At 64, Raye continues touring, though he’s realistic about the physical demands. I’ve been nursing a bad knee since September of last year, so I’m a little hobbly, but I still get it done, and I’m just thankful I still can.

Perhaps the most striking aspect of spending time with Collin Raye is his perspective on mortality and meaning. The man who once worried about chart positions and radio play now measures success differently.  The moments of spiritual connection with strangers, the letters from fans whose lives were touched by his music, the stories of how his music was the soundtrack in people’s lives —these have become the real currency of his career.

When we get to heaven, it’s gonna take us forever to realize how much He loves us. We think ‘well, I’m not worthy, I’m not worthy.’ We’re not. But He loves us just that much anyway, and it’s just mind-boggling to me.

This eternal perspective doesn’t diminish Raye’s appreciation for his earthly success, but it provides context. The hits, the awards, the platinum albums—they’re all part of a larger story about using whatever platform you’re given to make a positive impact.

I’ve always put Him first, even when I wasn’t living right, and asked What am I doing? What do you want me to do with this? And the more you’re living away from Him, the less you’re hearing. But He’s always been my guy.

As our conversation winds down and Raye prepares for the show, he reflects on the miraculous nature of his career with the humility that has always defined him.

I’m not delusional enough to think that I’m going to be remembered forever…my grandson and I were watching a game show, and two different times on this one game show, the answer was Paul McCartney. It already had all but a few letters of his name exposed and a clue that it was a former Beatle, and not one contestant out of three knew who he was.

It’s a sobering reminder from an artist who understands his place in country music history better than most.

Don’t take anything for granted…..Don’t just assume this is going to go on forever….and never stop giving thanks to God for it.
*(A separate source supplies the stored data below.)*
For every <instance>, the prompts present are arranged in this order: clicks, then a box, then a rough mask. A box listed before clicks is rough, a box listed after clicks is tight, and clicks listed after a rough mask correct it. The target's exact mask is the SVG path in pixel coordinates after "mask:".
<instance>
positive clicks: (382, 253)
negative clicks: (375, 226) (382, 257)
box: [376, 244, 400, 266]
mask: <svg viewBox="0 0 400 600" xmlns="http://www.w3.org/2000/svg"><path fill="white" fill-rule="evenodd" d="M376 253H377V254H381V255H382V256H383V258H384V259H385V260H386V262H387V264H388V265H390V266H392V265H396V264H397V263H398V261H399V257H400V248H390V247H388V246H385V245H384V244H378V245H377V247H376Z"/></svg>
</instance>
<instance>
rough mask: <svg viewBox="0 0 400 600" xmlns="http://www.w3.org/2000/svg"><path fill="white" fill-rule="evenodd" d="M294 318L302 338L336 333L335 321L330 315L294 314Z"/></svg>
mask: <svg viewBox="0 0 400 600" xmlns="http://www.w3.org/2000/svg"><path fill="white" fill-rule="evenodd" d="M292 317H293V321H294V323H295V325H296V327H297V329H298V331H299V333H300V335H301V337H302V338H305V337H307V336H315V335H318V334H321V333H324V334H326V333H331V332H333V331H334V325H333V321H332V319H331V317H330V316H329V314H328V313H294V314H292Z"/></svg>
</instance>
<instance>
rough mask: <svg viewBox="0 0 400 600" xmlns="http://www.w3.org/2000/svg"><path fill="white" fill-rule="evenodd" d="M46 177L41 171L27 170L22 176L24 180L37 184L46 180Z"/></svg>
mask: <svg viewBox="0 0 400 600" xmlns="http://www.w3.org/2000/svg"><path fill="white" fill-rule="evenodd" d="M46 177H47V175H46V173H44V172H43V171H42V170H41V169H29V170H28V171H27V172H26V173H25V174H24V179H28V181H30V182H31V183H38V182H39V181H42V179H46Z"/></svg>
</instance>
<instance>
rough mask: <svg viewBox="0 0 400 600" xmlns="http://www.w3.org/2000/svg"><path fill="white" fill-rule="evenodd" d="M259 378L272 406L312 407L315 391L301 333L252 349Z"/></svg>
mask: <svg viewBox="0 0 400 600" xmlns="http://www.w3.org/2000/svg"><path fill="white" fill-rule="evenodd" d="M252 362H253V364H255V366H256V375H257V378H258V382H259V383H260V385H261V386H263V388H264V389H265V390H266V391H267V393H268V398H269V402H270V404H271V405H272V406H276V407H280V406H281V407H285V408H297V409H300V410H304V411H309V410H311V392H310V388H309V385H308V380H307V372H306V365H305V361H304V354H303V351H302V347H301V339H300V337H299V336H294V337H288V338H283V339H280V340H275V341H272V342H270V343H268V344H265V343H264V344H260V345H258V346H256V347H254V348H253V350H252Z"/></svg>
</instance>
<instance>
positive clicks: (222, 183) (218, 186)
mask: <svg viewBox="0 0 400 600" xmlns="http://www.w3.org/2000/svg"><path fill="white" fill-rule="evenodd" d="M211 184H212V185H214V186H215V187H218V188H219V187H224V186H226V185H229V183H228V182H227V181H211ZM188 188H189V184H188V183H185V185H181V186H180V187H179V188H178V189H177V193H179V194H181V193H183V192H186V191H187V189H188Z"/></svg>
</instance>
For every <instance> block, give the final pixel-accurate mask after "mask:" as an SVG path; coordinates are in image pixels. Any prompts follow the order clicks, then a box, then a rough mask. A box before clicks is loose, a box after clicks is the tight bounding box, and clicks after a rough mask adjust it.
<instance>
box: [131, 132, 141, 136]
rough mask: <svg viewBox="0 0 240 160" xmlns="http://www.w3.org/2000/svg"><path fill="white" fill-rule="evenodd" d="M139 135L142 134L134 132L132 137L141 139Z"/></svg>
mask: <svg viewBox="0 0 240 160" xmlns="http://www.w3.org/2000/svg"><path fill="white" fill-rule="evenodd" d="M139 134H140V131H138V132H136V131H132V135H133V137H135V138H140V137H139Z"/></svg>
Today, Collin Raye continues to travel the highways between small venues and county fairs, carrying with him three decades of hits and hard-won wisdom. He’s no longer the ambitious young artist chasing radio success, but he’s something perhaps more valuable.

He is a keeper of country music’s deeper purposes.

In an industry increasingly driven by streaming numbers and social media metrics, Collin Raye represents something increasingly rare. He is an artist whose career was built on the belief that country music should mean something. A reminder that authentic artistry and commercial success aren’t mutually exclusive, but they do require the courage to choose substance over formula.

The road hasn’t ended for Collin Raye. If anything, it’s taken on new meaning as he’s learned to see each performance, each connection with a fan, each moment of spiritual recognition as part of a larger purpose. In a career defined by number-one hits and platinum albums, his greatest achievement may be maintaining his artistic integrity while never forgetting that the real measure of success isn’t what you accomplish, but how you use whatever gifts you’ve been given.

For an artist who’s spent his career asking What If Jesus Comes Back Like That?, the answer has become clear through decades of experience. You treat every encounter as sacred, every song as an opportunity to touch lives, and every day as a gift that shouldn’t be taken for granted. It’s a philosophy that’s served him well through the peaks and valleys of a remarkable career, and one that continues to guide Collin Raye down the long road home.